E' una richiesta a mio avviso del tutto irragionevole e impossibile da realizzare. Innanzitutto chiese e moschee sono le case di Dio e proprio per questo non devono essere isolate in nessun modo. Le loro porte devono essere aperte a chi ha buone intenzioni. Le chiese possono e devono essere protette dalla legge, dallo Stato e se si tratta di beni di valore culturale dalle istituzioni preposte alla loro tutela. Ma l'autonomia della Chiesa serba risulterebbe nella creazione di enclaves. Queste ultime rischiano di diventare anch'esse elementi che rischiano di causare ulteriori conflitti fra le varie comunità che abitano il Kosovo. E' abbastanza rinomato che la Chiesa ortodossa serba è sempre stata il braccio destro della politica espansionista dello Stato serbo. Ecco perché ogni enclaves autonoma o istituzione isolata rappresenterebbe una "piccola Serbia" o una sua protuberanza in territorio kosovaro. Già ora ad esempio il Monastero di Decani crea molte difficoltà ai contadini che devono passare sul suo territorio per recarsi ai propri campi. Già ora con il supporto internazionale la Chiesa ortodossa gode di una sorta di extraterritorialità. Nessuno, nemmeno la polizia, è in grado di proteggere questi monumenti di culto – che siano chiese o moschee - meglio che la stessa comunità albanese. Malauguratamente sino ad ora la Chiesa serba non ha chiesto scusa per quanto avvenuto nel 1998-1999.
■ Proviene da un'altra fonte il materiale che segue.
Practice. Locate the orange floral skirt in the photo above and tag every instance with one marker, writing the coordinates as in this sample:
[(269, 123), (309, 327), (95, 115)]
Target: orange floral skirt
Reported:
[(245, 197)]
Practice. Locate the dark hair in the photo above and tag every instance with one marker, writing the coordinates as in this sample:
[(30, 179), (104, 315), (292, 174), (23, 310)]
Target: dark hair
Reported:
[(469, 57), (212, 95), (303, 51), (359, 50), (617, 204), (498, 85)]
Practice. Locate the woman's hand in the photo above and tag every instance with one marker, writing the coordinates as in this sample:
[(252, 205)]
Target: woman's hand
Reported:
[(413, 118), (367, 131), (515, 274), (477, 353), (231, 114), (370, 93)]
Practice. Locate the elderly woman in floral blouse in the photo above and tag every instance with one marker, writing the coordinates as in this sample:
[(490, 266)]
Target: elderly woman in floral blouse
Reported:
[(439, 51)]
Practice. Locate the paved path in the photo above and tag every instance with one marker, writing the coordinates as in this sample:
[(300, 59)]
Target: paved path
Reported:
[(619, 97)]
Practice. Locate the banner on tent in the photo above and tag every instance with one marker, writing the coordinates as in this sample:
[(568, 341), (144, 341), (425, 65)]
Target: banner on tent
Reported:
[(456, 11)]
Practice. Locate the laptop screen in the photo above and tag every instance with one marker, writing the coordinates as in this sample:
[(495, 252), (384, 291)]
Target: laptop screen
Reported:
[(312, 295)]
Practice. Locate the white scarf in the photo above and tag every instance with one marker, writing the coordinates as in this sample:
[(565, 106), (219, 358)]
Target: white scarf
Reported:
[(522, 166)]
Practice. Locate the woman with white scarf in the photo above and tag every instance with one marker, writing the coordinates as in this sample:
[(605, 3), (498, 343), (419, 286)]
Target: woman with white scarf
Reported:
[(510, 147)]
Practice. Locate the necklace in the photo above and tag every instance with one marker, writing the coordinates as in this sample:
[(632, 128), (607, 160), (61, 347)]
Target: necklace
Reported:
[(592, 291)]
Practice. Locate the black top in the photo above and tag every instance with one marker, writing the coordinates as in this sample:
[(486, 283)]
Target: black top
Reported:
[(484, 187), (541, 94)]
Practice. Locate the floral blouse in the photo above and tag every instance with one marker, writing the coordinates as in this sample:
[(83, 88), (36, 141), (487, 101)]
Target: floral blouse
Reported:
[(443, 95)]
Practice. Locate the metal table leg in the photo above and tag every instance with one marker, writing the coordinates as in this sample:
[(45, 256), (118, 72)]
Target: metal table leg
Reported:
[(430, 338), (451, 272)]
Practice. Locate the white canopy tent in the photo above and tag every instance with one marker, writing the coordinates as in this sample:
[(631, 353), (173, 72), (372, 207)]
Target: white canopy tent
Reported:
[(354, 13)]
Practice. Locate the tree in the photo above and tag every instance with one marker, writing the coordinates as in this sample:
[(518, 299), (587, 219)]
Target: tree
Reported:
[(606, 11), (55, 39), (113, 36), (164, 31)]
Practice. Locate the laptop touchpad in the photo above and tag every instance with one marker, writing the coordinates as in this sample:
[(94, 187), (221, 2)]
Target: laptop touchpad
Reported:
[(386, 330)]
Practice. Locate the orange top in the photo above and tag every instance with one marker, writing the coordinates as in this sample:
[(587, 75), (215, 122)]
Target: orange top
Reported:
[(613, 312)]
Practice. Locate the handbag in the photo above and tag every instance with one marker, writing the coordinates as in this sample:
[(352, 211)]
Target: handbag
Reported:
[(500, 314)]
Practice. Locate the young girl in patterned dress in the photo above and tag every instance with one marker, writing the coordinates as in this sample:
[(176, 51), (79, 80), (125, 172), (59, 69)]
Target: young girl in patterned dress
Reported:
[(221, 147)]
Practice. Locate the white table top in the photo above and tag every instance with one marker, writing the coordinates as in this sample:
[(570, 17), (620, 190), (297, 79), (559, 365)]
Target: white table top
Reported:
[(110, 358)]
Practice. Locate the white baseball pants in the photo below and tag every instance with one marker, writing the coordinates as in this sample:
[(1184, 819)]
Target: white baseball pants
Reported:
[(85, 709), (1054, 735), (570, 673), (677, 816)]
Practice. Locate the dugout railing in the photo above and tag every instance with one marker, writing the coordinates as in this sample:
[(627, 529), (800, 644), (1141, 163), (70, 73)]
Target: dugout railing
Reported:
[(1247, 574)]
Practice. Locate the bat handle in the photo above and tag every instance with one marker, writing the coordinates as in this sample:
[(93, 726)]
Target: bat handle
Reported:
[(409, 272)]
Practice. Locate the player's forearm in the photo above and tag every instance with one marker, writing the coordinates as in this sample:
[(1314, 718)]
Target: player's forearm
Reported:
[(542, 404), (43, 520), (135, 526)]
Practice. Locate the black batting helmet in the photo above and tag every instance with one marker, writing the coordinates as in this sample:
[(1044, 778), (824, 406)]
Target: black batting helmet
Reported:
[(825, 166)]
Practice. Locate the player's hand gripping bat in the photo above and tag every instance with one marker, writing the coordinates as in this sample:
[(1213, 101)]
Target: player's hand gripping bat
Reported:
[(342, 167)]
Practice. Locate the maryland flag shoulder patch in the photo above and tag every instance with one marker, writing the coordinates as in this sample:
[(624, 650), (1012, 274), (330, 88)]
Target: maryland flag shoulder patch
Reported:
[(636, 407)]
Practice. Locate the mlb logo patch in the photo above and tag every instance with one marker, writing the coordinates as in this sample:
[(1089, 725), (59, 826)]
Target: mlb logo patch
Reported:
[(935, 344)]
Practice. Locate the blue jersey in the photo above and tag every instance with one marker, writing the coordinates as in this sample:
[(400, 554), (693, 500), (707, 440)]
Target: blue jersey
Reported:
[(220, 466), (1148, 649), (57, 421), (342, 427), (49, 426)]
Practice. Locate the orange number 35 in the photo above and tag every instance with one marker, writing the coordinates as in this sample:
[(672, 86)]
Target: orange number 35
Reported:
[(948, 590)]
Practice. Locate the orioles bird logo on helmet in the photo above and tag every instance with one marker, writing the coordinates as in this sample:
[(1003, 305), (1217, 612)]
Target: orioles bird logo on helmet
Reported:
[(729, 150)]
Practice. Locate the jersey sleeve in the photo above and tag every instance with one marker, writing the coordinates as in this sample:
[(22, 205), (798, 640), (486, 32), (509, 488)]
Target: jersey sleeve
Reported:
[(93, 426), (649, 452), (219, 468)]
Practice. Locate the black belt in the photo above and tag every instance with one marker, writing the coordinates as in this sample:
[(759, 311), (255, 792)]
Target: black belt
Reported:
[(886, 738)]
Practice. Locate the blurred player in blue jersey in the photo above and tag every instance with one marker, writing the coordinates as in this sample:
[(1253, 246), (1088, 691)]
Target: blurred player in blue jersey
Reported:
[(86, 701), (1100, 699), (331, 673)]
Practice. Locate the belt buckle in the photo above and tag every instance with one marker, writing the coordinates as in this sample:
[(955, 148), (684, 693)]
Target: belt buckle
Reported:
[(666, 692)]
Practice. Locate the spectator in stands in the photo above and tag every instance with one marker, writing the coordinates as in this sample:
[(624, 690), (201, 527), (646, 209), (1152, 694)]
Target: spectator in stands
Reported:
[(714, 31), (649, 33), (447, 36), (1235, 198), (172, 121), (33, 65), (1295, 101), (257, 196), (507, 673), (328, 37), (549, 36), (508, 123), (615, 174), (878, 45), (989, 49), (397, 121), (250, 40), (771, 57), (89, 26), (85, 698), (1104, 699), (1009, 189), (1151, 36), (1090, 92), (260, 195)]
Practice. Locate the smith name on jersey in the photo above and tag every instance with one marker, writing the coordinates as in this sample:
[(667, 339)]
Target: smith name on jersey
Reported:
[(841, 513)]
Alla fine del processo che si è avviato in questi mesi vi sarà l'indipendenza del Kosovo?
Senz'altro durante il 2006 dovrà vincere la causa dell'indipendenza e della sovranità. Gli albanesi non accetteranno mai una soluzione differente, in qualsiasi modo venga essa colorata
Quale a suo avviso l'ostacolo più grande che separa il Kosovo dall'indipendenza?
A mio avviso è rischioso il tempo che passa senza arrivare ad una soluzione, ma anche l'insistere troppo sul tema della decentralizzazione senza la quale la Serbia potrebbe chiedere il fallimento del processo dei negoziati. Ma si rischiano anche disordini causati dalla Serbia stessa o da gruppi in Kosovo affamati di potere e non del raggiungimento di uno Stato indipendente. Penso che le forze di interposizione della KFOR dovranno rimanere qui a lungo e così sarà necessario per qualche anno anche un organismo internazionale consultivo.
Ritiene che la delegazione kosovara per i negoziati sia sufficientemente preparata per affrontare tutte questa sfide?
La delegazione che dovrà negoziare con Belgrado e con la comunità internazionale è molto preparata, lo ha affermato anche l'amministratore internazionale Jessen Petersen. Auguro loro un buon lavoro e faccio però loro presente che devono rispettare la piattaforma per i negoziati approvata dall'Assemblea del Kosovo. E' quest'ultima in fin dei conti ad avere l'ultima parola, la delegazione da sola non ha alcuna legittimità di negoziare con la Serbia per lo status finale.
Gli intellettuali sono stati inclusi solo marginalmente in tutto questo processo. Come mai?
Penso non sia importante quanti sono gli intellettuali coinvolti e quanti fanno parte della delegazione negoziale. Basta che quest'ultima sia composta di gente onesta, preparata e decisa a difendere l'indipendenza del Kosovo. La pretesa di alcuni intellettuali di essere coinvolti deriva dall'ambizione di fare carriera, anche perché in molti casi non possiedono le competenze specifiche per partecipare a tale processo.
Quale invece il suo di ruolo in questa situazione?
Io non sono ambizioso in queste cose, allo stesso tempo non sono indifferente a quanto accade. Per tutta la vita ho lottato per i nostri diritti ed ho sostenuto questa battaglia con argomenti scientifici ed intellettuali.